Metadata-Version: 2.4
Name: siglip-kernel
Version: 0.1.1
Summary: Fused Triton kernels for memory-efficient SigLIP and SigLIP+ training
License: Apache-2.0
Project-URL: Repository, https://github.com/avocardio/siglip-kernel
Requires-Python: >=3.10
Description-Content-Type: text/markdown
Requires-Dist: torch>=2.1.0
Requires-Dist: triton>=3.0.0
Provides-Extra: dev
Requires-Dist: pytest>=7.0; extra == "dev"

# siglip-kernel

Fused Triton kernels for memory-efficient SigLIP training. The first public fused GPU kernel for the sigmoid contrastive loss: tile-by-tile computation that never materializes the `B × B` logit matrix, reducing peak loss memory from `O(B²)` to `O(B · D)` and enabling per-device batch sizes that the standard implementation cannot allocate.
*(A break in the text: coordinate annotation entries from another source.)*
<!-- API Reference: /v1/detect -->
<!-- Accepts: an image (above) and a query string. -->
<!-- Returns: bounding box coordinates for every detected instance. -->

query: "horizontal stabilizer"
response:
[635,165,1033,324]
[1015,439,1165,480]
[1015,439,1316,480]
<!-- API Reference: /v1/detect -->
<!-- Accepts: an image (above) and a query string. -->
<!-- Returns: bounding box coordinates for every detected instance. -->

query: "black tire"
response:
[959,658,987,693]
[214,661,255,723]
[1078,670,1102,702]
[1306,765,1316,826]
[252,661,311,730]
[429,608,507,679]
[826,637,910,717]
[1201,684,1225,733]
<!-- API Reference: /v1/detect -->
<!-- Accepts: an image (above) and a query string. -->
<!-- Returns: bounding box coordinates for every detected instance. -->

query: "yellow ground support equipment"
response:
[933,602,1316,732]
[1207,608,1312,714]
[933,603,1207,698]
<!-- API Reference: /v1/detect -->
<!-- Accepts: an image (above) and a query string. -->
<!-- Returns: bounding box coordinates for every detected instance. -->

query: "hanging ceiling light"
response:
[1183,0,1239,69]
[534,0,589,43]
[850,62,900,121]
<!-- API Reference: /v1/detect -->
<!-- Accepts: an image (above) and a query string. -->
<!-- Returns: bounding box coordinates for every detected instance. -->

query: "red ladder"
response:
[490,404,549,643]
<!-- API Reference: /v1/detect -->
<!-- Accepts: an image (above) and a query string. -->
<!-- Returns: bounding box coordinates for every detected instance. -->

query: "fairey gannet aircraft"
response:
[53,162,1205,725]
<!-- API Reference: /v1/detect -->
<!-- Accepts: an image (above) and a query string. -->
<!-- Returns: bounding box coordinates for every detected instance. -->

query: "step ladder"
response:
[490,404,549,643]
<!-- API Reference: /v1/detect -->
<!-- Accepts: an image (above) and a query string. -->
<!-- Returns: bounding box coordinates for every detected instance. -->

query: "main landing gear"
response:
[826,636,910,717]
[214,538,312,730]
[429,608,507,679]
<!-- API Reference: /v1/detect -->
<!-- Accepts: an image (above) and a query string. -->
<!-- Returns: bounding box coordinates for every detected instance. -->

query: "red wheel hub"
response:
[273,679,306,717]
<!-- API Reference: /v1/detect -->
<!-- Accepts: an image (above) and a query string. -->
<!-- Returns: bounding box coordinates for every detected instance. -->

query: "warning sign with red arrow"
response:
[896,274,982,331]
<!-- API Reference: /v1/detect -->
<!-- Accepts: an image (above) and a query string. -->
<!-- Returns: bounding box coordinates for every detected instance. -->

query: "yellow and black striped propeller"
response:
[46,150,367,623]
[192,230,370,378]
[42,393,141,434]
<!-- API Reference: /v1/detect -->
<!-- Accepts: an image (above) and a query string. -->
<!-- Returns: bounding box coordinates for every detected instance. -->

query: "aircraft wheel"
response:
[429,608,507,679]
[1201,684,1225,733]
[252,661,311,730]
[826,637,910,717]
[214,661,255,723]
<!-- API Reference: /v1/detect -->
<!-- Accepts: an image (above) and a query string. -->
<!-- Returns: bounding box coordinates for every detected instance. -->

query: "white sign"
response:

On Hopper (GH200/H100) at `B=65,536` in BF16 the kernel runs the full loss forward+backward in 48.8 ms versus the eager cuBLAS reference's 102.0 ms (2.1× faster) on 1.4 GB versus 33 GB; the minimum-memory configuration (`chunk_size=1024`) uses 640 MB (52× less) at 54.3 ms. It beats even a `torch.compile`d reference from `B=32,768` up and reaches `B=262,144` on 5.6 GB where both references OOM. An opt-in FP8 forward (`backend="chunked_bf16_fp8"`) adds ~5% with gradient error below the BF16 floor. See the [paper](https://github.com/avocardio/fusedsiglip_paper) for full benchmarks and validation (3-epoch CC12M pre-training, 500-step LiT, parity tests).

## Install

```bash
git clone https://github.com/avocardio/siglip-kernel.git
cd siglip-kernel
pip install -e .
```

Requires PyTorch ≥ 2.1 and Triton ≥ 3.0.

## Usage

```python
import torch
from siglip_kernel import fused_siglip_loss

img = torch.randn(8192, 768, device="cuda", dtype=torch.bfloat16)
txt = torch.randn(8192, 768, device="cuda", dtype=torch.bfloat16)
img = torch.nn.functional.normalize(img, dim=-1)
txt = torch.nn.functional.normalize(txt, dim=-1)
log_temp = torch.tensor(2.302, device="cuda", requires_grad=True)  # ln(10)
bias     = torch.tensor(-10.0, device="cuda", requires_grad=True)

loss = fused_siglip_loss(img, txt, log_temp, bias)
loss.backward()
```

A dtype-aware router selects the right backend automatically: chunked-BF16 (cuBLAS GEMM + Triton fused BCE with the temperature/bias affine folded in-kernel) for `bfloat16`/`float16`, fully-fused Triton for `float32`. Pass `backend=` to override (`"chunked_bf16"`, `"chunked_bf16_fp8"`, `"chunked_epilogue"`, `"fused"`, `"hopper"`, `"fused_v2"`, or `"reference"`). The chunk size is adaptive (speed-optimal `c=4096` on SM90+); pass `chunk_size=1024` to the loss functions directly for the minimum-memory configuration. The forward path is free of host syncs and CUDA-graph capturable.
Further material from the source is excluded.